Le grand sommeil

Cet après-midi, j’étais assise dans le grand fauteuil rouge de la classe devant les lits superposés et les petites couchettes posées au sol. Ça ronflait sec et je repensais à la phrase de ma sœur: « On dirait des bentos les gosses ». Pas faux. Saucissonnés dans leurs couettes, ces petits sushis ont encore trois siestes officielles avant les grandes vacances. Combien d’entre-eux vont continuer à la faire cet été?

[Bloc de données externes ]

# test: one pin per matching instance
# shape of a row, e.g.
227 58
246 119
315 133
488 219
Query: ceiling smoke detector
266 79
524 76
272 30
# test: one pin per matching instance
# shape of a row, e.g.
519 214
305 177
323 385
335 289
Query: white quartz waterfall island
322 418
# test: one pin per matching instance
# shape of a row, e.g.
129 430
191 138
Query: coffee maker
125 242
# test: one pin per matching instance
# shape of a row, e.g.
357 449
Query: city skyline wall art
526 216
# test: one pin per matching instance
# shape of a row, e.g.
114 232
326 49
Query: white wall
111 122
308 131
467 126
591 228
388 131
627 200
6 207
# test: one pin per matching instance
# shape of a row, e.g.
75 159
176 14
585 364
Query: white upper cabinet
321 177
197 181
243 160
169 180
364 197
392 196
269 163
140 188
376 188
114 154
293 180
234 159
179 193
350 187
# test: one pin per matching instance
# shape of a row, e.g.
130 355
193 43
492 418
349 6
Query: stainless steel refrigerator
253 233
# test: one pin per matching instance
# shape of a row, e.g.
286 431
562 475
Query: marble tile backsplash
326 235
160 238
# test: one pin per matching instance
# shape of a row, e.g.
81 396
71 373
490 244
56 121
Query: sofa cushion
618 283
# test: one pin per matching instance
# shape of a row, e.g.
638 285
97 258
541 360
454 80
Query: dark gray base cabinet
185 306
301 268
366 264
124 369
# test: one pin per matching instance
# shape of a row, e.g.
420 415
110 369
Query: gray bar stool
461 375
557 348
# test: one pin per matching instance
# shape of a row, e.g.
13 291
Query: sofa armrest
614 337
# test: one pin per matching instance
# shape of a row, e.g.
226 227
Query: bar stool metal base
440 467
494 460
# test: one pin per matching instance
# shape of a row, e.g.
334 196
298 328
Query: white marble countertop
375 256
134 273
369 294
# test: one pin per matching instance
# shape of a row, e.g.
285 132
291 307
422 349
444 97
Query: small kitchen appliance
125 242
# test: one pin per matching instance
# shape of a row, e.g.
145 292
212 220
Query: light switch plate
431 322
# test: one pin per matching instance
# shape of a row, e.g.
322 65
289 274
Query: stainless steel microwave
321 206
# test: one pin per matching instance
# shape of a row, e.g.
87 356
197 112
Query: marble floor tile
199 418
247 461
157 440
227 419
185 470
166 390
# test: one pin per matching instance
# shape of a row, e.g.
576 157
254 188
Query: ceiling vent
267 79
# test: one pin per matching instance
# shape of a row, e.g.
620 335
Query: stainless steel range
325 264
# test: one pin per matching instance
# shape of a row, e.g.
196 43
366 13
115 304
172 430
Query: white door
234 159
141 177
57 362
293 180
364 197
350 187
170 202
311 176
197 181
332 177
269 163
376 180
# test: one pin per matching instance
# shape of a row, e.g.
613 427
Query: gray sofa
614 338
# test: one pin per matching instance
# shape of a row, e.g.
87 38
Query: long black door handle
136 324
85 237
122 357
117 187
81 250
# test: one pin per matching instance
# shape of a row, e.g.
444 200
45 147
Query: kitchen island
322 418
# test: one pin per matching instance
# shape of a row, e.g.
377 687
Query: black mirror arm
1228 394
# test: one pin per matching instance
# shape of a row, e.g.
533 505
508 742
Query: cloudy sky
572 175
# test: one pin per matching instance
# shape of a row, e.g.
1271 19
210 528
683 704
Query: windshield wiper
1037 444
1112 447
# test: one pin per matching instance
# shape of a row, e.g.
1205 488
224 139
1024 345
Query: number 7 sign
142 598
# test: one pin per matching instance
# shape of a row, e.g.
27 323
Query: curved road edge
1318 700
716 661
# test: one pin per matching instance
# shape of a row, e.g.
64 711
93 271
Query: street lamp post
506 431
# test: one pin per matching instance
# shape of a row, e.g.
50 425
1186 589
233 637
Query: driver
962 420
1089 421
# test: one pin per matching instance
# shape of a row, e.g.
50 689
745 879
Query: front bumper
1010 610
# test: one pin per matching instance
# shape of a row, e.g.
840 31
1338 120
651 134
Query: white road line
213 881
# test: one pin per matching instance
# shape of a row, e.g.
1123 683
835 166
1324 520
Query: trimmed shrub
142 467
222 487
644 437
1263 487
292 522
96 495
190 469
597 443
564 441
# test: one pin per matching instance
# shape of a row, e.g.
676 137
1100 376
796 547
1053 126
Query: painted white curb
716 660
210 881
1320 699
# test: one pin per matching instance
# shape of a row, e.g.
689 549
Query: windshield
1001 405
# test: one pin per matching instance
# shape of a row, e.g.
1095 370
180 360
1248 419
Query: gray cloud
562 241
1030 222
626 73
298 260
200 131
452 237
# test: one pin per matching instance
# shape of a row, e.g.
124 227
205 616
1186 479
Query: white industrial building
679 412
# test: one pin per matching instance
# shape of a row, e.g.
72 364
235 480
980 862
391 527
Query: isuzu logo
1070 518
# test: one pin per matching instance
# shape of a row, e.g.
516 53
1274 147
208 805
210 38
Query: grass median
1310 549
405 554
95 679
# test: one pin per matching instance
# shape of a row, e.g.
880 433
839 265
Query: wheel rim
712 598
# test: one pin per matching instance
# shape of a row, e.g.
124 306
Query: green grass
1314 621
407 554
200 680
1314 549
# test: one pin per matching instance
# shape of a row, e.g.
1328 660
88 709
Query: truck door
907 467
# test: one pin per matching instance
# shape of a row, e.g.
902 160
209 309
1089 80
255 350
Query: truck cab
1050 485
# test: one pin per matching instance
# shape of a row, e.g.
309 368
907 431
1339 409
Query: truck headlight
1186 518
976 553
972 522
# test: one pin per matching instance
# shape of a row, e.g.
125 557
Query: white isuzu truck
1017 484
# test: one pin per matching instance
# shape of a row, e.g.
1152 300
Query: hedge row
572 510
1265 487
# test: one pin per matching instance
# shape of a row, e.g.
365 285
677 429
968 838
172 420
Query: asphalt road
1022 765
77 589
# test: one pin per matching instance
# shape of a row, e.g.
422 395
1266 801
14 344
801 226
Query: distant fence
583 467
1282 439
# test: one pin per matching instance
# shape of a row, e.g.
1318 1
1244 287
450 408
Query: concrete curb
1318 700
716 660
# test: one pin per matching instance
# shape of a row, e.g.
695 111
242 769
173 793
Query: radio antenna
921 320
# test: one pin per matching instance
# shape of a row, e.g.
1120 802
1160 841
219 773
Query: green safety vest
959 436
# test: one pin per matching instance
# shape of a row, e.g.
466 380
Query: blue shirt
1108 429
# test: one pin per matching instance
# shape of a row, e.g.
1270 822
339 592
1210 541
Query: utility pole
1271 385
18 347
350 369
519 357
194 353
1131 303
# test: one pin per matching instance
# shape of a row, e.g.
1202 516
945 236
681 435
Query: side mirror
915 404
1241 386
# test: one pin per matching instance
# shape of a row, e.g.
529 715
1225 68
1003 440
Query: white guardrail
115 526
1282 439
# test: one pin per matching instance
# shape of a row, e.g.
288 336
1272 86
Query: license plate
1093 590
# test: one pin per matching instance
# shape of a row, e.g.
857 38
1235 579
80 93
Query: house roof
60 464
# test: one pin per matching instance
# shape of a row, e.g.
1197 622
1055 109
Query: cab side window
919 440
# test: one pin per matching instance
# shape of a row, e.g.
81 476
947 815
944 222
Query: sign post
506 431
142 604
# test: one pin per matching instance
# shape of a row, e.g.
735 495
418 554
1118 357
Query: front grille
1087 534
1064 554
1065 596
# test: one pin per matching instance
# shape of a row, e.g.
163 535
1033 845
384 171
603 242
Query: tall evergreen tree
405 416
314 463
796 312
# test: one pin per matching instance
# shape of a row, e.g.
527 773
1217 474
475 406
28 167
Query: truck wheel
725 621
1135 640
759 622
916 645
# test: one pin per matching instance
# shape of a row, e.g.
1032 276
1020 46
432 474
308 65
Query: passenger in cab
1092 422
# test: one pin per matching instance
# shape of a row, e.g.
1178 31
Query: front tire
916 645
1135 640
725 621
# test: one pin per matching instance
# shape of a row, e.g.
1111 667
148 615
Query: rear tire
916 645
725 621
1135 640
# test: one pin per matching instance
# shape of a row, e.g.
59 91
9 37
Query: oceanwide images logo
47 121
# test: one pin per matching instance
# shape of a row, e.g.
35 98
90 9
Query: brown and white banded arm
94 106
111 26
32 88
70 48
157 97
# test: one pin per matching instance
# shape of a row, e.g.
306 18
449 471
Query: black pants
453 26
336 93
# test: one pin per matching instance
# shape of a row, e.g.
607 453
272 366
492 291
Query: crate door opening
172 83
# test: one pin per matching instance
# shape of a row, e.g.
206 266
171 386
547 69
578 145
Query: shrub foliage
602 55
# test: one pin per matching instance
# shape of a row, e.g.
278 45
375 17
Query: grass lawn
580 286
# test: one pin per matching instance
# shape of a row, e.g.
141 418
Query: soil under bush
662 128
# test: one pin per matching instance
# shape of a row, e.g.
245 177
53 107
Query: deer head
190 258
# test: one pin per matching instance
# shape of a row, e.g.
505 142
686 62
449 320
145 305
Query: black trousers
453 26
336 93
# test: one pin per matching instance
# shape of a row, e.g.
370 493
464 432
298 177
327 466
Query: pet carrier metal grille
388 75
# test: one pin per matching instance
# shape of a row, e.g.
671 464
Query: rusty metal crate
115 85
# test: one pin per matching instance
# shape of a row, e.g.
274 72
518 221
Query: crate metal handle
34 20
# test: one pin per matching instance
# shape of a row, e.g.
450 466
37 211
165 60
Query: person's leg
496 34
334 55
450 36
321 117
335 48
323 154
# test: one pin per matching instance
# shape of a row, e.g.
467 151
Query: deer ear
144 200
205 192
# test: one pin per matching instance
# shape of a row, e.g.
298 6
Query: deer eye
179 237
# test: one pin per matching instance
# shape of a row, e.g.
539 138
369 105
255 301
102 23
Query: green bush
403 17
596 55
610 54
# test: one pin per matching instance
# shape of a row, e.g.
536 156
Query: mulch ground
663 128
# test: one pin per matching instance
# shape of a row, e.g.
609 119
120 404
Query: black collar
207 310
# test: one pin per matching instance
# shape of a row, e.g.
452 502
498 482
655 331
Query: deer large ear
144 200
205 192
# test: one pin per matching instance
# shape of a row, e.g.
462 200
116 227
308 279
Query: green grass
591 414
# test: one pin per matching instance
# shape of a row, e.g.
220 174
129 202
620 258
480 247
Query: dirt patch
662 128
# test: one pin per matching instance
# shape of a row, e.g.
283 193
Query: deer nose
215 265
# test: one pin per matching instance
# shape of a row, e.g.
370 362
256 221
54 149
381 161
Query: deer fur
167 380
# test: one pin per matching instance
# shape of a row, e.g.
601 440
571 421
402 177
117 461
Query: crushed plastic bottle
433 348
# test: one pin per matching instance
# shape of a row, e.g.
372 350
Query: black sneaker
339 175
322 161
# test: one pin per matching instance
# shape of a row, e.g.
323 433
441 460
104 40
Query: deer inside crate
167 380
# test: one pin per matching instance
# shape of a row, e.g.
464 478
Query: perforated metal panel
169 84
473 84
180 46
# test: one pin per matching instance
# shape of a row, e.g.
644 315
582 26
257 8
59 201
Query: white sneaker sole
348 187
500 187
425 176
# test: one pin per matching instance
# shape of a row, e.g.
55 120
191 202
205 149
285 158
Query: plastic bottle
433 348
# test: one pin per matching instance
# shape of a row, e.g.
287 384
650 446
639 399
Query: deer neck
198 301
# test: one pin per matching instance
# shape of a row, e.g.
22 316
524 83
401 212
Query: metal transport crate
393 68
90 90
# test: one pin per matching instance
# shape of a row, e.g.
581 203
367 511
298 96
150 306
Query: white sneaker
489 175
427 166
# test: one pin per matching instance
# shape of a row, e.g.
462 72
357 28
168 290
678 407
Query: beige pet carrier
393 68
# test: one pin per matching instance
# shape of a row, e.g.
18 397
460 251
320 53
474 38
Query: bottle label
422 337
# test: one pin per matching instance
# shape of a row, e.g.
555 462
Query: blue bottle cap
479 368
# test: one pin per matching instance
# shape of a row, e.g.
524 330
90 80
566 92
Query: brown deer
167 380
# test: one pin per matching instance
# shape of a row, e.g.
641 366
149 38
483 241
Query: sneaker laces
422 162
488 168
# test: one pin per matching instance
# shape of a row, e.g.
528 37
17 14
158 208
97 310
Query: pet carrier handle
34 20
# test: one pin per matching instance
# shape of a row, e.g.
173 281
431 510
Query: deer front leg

Avec ma sœur, on a des concepts pour définir les choses du quotidien qui n’ont pas forcément de nom. Il y a quelques années, on a inventé « les winnies ». On était toutes les deux au nord de l’Europe, dans un décor improbable d’ancien pays de l’est. Fatiguées par une journée de marche, on venait de se retrouver, de parler des heures, et on s’endormait quand il y a eu un bruit proche de: « Mmmmppfffgpfggg« . Le bruit du contentement de l’endormissement. Suivi d’un silence et d’une explosion de rire interminable. C’était le premier « winnie » de l’histoire. Parce que Winnie l’ourson fait sans doute ce bruit quand il vient de trouver un gros pot de miel et qu’il le serre fort entre ses bras.

Les « winnies », on en fait tous. Mais on ne les entend pas toujours et on ne le dit pas. On les contient, on les refrène, ils échappent aux autres. Ils nous font sourire ou nous gênent. À trois ou quatre ans, quand c’est presque la dernière sieste de l’année, qu’il ne fait ni trop chaud, ni trop froid à l’école et qu’on se sent bien, on fait apparemment des winnies.

Aujourd’hui, il y en a eu beaucoup. Un concert de winnies, pour saluer l’année presque écoulée.